Today I tried developing my first roll of Rollei IR400 film.  I read in a post on another site that you do NOT have to presoak the film to remove any anti-halation layer (something I have zero experience with.)

I decided to give it a try with what I had so I developed a roll with my Fuji Microfine developer.  I did 9 minutes 30 second at 20 degrees (Celcius, I'm in Japan).  When I poured the developer out to my surprise it was a clear, deep, yellow (sorry for the gross analogy, but it looked like urine.)  It was pretty clear beforehand and had never changed when developing Preso B&W film.

My question is what caused this?  Is there a layer that should have been washed away with a pre-soak?  Is this some kind of indication that I exhausted the chemicals with this roll?  

Any info. is much appreciated!

Also, I live in small-town Japan and getting any kind of variety of chemistry is a challenge, so I'm just sticking with the Fuji stuff I've been able to get for now.

BTW - the film is hanging and drying now and it looks like it developed decently.

Thanks!


----------



## Early (Apr 14, 2008)

Since no one has volunteered, I suppose I can give you my thoughts on the subject.  It just won't be of any help.

I once developed Kodak movie stock film in C-41, but I don't remember if the developer turned yellow, and I had to remove the anti-halation backing manually.


----------



## AluminumStudios (Apr 14, 2008)

Early said:


> Since no one has volunteered, I suppose I can give you my thoughts on the subject.  It just won't be of any help.
> 
> I once developed Kodak movie stock film in C-41, but I don't remember if the developer turned yellow, and I had to remove the anti-halation backing manually.



Hmm, you're right.  Your comment isn't of any help.


----------



## ann (Apr 14, 2008)

strange, i comment about this and my post has disappeared.
anyway, it is very commone for various combinations of film and developer to change color . 

i have seen orange, green , purple among other shades.


----------



## AluminumStudios (Apr 14, 2008)

ann said:


> strange, i comment about this and my post has disappeared.
> anyway, it is very commone for various combinations of film and developer to change color .
> 
> i have seen orange, green , purple among other shades.


 
Does this mean the developer is still OK to use, or should it be disposed of?
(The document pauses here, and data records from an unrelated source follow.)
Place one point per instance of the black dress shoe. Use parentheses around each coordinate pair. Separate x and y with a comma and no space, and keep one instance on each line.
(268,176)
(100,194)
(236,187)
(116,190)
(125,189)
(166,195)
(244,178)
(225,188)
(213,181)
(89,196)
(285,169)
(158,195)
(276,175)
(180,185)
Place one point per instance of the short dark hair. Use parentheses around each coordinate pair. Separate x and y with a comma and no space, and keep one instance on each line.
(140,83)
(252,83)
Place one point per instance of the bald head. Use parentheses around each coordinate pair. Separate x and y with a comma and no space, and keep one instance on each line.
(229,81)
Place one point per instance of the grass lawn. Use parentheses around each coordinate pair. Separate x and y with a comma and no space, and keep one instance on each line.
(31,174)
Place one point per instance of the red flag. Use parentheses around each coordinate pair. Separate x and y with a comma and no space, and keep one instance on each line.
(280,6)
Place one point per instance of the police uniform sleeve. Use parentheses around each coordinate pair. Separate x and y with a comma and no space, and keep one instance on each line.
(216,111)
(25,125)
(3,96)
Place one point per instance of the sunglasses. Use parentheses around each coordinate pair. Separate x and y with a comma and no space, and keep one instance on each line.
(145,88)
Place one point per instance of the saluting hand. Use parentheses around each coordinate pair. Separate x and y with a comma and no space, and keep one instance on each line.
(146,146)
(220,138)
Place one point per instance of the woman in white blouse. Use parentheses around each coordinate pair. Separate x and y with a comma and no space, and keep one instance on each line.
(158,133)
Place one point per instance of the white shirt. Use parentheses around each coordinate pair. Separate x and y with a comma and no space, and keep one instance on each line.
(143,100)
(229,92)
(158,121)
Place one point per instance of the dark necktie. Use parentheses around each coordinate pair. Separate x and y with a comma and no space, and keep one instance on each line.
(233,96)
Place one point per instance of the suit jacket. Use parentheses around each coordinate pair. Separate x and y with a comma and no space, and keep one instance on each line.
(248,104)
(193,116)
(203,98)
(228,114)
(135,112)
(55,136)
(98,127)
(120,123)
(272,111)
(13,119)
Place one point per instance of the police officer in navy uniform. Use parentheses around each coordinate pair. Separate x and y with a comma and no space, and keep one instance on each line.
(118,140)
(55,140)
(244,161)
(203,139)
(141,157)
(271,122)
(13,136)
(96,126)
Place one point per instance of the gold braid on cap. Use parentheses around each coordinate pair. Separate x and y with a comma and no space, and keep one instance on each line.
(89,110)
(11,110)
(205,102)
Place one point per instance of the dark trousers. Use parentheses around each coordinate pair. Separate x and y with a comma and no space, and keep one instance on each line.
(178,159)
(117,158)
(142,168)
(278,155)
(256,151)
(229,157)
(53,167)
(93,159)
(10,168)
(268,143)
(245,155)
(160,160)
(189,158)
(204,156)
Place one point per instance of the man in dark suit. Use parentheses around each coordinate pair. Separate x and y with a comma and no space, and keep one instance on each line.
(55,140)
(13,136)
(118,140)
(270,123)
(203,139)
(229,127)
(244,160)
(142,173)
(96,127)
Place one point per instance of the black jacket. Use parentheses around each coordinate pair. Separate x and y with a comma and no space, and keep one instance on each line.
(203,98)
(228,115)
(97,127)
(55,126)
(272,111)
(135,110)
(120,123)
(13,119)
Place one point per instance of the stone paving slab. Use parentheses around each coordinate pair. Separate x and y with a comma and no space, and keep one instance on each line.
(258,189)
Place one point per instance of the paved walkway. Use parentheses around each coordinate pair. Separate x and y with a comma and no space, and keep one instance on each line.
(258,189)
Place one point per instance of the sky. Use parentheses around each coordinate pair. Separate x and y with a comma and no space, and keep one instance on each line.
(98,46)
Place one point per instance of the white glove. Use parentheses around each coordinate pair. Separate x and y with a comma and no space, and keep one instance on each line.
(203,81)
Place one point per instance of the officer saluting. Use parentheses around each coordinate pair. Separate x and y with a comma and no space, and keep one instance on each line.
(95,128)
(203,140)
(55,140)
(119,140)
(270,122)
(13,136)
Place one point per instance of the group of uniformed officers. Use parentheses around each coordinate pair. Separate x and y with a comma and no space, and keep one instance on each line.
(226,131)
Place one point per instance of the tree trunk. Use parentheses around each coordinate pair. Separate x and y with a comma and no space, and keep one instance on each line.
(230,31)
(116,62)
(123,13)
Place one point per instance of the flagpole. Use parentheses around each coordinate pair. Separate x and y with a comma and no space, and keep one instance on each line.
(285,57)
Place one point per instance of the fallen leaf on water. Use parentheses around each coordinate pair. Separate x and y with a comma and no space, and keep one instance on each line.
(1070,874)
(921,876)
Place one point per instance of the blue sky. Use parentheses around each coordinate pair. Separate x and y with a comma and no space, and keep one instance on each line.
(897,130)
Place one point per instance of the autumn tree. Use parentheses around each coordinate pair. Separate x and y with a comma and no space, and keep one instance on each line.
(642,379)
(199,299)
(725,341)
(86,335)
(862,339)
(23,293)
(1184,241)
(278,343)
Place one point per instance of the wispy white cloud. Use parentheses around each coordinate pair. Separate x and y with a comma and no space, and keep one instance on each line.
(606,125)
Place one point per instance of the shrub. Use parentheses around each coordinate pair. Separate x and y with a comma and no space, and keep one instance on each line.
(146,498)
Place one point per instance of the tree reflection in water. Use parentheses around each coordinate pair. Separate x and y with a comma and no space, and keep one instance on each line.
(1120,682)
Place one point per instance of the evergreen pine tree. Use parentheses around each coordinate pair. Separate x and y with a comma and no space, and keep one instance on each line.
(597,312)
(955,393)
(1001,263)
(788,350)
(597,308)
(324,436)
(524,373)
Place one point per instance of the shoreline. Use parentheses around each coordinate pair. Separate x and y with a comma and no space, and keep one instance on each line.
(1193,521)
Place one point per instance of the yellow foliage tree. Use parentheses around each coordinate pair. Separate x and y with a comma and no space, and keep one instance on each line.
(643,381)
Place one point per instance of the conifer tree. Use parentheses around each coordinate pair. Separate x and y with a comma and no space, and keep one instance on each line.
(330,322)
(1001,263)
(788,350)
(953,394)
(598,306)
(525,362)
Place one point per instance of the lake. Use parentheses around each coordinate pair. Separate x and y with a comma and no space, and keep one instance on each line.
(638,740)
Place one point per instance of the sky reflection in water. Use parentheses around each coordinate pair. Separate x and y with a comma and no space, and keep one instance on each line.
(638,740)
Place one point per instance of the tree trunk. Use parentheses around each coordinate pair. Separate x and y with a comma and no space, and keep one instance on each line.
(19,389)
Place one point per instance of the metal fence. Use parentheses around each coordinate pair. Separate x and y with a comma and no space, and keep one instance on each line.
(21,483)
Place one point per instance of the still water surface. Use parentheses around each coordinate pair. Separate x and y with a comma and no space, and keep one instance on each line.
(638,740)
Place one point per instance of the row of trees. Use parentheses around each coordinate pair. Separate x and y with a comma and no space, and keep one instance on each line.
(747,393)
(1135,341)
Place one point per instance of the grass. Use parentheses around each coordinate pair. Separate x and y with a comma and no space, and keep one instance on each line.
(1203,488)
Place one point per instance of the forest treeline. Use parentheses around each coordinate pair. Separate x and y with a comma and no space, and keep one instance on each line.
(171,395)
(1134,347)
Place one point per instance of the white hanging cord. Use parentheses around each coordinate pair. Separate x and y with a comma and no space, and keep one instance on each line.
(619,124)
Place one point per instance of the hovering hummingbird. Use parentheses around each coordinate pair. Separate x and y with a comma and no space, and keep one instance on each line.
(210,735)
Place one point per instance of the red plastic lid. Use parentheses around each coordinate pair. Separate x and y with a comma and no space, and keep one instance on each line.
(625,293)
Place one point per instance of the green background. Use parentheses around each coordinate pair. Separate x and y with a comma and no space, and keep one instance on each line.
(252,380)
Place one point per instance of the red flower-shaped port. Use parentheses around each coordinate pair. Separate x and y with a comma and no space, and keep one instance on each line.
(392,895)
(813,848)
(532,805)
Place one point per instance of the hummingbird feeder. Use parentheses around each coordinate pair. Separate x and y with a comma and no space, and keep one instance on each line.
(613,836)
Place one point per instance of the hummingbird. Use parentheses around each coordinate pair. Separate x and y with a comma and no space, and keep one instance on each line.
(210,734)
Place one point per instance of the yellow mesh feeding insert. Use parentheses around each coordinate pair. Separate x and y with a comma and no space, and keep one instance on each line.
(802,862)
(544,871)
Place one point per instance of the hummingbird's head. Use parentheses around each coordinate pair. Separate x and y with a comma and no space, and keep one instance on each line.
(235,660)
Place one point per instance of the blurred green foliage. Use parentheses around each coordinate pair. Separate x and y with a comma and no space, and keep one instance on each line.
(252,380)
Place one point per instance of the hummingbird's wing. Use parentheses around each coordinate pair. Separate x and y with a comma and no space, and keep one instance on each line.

The strange thing is I looked at it again and it turned from yellow back to mostly clear!

I don't want to use it if it's compromised now, but at the same time, in small-town Japan, with my limited ability to buy developer, I want to get as much use as possible out of what I have.

-Will


----------



## ann (Apr 15, 2008)

how do your negative look? that is the real guide line. 

if they are fine, then i wouldn't worry. it is just a trait of the combination your using.


----------



## AluminumStudios (Apr 15, 2008)

ann said:


> how do your negative look? that is the real guide line.
> 
> if they are fine, then i wouldn't worry. it is just a trait of the combination your using.



My negatives look OK.  They are a little flat, but I'm not surprised since I only made an educated guess at time and temperature since I had no data for Rollei IR400 in Fuji Microfine.  This was just a test roll for me.

My concern is ... is my chemistry OK to use for more film or did something happen to it?


----------



## Judge Sharpe (Apr 16, 2008)

Do a test strip- the cut off ends of undeveloped film do eell- if they come out clear, you are OK- but developer is cheap and I sould not take a chance of ruining a greeat shot- pour it out and mix some more. 
Judge Sharpe


----------